# humminbird helix 5 di



## Marvin-2908 (2. Dezember 2015)

Hallo
Da Weihnachten vor der Tür steht suche ich noch sozusagen ein passendes Geschenk für mich selbst|rolleyes.
Nun wollte ich euch einmal Fragen, was ihr von dem Echolothumminbird helix 5 di haltet und wie so die Erfahrungen sind. Ich möchte das Teil am Rhein benutzen zum Waller klopfen oder Spotsuche beim Karpfenangeln 
Über ein paar Antworten würde ich mich freuen #h


----------



## tomsen83 (2. Dezember 2015)

*AW: humminbird helix 5 di*

Hatte mir auch Gedanken gemacht und am Wochenende auf der Messe die Möglichkeit, die Geräte mal in die Hand zu nehmen. Zuerst: Aus technischer Sicht für deine Anforderungen voll in Ordnung. Keine komplizierte Bedienung, gute Bildqualität.
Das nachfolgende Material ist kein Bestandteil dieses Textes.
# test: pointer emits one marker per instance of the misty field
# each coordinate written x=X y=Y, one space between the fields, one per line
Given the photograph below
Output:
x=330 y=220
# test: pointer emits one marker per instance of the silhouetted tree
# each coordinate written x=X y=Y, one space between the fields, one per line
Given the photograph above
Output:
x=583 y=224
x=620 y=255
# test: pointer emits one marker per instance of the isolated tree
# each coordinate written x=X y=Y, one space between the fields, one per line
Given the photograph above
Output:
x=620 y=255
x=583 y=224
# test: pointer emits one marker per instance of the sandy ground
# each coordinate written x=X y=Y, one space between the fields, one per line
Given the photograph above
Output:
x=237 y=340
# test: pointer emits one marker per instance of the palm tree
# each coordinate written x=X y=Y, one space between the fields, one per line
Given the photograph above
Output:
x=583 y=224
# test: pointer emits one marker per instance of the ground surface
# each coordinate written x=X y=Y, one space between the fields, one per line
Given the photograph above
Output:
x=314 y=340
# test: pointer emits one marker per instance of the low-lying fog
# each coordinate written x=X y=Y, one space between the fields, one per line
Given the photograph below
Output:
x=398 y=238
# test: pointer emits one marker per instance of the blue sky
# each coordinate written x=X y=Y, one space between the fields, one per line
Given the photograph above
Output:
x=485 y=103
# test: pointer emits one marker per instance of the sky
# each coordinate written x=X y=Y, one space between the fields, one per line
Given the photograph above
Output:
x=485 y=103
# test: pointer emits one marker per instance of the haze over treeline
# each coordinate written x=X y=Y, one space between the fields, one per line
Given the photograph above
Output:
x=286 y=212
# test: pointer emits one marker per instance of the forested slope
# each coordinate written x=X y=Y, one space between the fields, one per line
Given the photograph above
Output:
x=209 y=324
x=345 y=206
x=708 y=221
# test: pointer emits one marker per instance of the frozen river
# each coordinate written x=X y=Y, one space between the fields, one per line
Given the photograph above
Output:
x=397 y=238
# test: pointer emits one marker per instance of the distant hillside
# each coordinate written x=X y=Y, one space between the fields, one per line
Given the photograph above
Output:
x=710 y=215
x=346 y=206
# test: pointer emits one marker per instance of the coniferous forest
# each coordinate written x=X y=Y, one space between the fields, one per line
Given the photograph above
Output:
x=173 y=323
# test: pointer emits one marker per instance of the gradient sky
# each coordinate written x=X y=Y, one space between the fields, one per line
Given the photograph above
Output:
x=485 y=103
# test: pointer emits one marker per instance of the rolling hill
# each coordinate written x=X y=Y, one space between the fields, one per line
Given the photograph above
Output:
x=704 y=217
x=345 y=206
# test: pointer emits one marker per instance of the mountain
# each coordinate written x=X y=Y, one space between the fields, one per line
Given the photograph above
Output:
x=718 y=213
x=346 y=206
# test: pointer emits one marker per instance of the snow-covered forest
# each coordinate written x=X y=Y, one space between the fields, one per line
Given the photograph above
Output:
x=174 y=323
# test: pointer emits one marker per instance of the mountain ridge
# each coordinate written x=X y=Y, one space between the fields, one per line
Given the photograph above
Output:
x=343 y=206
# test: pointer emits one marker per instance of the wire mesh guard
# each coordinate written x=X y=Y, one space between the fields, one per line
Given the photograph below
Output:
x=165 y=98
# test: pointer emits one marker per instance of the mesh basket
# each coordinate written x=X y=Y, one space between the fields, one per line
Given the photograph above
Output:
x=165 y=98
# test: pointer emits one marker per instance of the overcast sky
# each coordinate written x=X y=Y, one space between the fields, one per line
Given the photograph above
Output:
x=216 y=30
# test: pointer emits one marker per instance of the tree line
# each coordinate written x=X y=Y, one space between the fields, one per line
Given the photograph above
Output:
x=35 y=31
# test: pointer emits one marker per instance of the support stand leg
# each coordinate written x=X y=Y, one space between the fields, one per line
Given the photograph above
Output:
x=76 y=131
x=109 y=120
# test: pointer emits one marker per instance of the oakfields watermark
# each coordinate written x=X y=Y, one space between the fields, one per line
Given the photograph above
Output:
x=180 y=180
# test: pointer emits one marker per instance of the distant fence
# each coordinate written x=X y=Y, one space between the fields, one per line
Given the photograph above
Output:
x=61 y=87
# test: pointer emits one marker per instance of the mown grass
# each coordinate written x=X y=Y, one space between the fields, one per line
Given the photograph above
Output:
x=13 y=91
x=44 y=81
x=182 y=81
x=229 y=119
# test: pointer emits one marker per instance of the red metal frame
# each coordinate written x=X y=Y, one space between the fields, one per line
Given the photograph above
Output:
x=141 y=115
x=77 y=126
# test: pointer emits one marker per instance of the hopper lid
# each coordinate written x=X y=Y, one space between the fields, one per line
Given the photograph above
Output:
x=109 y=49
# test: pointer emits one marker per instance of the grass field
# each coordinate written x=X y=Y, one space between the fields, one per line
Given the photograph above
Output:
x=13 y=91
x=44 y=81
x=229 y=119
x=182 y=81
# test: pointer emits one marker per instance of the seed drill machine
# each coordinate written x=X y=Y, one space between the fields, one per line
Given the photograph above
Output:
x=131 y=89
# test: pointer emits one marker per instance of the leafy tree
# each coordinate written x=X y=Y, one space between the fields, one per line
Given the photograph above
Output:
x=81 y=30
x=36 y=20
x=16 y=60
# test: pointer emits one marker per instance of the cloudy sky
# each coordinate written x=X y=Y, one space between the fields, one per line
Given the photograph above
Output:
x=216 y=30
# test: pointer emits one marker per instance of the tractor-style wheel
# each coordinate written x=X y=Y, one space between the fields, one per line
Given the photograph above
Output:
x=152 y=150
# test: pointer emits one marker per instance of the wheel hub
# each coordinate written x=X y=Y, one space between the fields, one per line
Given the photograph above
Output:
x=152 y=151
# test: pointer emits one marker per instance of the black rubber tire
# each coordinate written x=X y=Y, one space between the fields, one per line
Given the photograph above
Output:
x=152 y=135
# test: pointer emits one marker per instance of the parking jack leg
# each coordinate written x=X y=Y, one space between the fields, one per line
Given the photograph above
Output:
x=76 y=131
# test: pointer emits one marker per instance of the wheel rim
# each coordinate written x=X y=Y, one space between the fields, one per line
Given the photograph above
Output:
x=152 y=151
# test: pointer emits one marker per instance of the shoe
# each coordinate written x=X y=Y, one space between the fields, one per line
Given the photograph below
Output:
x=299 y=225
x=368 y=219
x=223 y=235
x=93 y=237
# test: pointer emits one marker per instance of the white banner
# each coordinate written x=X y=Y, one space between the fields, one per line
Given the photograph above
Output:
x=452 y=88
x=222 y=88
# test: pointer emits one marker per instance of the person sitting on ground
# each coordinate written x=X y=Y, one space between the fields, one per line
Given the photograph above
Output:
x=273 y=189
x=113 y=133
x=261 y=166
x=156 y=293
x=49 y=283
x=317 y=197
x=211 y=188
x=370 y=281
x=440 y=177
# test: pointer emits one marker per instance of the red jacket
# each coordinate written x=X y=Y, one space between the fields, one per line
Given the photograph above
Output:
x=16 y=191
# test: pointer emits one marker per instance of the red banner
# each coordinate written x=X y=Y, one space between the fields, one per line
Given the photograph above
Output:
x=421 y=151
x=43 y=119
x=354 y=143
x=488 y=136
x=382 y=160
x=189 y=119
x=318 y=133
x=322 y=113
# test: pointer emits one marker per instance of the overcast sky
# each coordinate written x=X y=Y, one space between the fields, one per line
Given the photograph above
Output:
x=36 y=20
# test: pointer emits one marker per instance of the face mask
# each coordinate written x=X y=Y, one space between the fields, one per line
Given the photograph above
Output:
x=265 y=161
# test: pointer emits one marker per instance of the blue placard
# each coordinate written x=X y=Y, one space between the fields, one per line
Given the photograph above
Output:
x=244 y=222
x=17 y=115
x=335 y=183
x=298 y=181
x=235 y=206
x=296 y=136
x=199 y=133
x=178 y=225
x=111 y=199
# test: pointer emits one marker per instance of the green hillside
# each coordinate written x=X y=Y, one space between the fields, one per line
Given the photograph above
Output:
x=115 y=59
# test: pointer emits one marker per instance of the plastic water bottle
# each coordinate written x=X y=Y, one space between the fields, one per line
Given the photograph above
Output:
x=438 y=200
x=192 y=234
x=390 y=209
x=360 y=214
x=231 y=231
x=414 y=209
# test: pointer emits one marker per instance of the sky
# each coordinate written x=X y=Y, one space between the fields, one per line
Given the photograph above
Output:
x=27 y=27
Aber (und das hatte ich vorher schon gehört) das Teil macht auf mich, völlig subjektiv empfunden, einen "billigen" Eindruck in Bezug auf das Gehäuse. Irgendwie macht das keinen wertigen Eindruck. Hinsichtlich der Darstellungsqualität im Demomodus durchaus gut. Im übrigen fand ich 5 wirklich klein vom Display her


----------



## Marvin-2908 (2. Dezember 2015)

*AW: humminbird helix 5 di*

Danke für die Antwort. 
Gibt es denn deiner Meinung eine gute alternative in der Preosklasse um die 350€?

#6


----------



## tomsen83 (2. Dezember 2015)

*AW: humminbird helix 5 di*

Nein, nicht mit den Funktionen

Wie gesagt, ist nur nen subjektiver Eindruck. Die Funktionen gibts bei keinem anderen für das Geld. Weiterer Pluspunkt: Das Bildschirmformat....


----------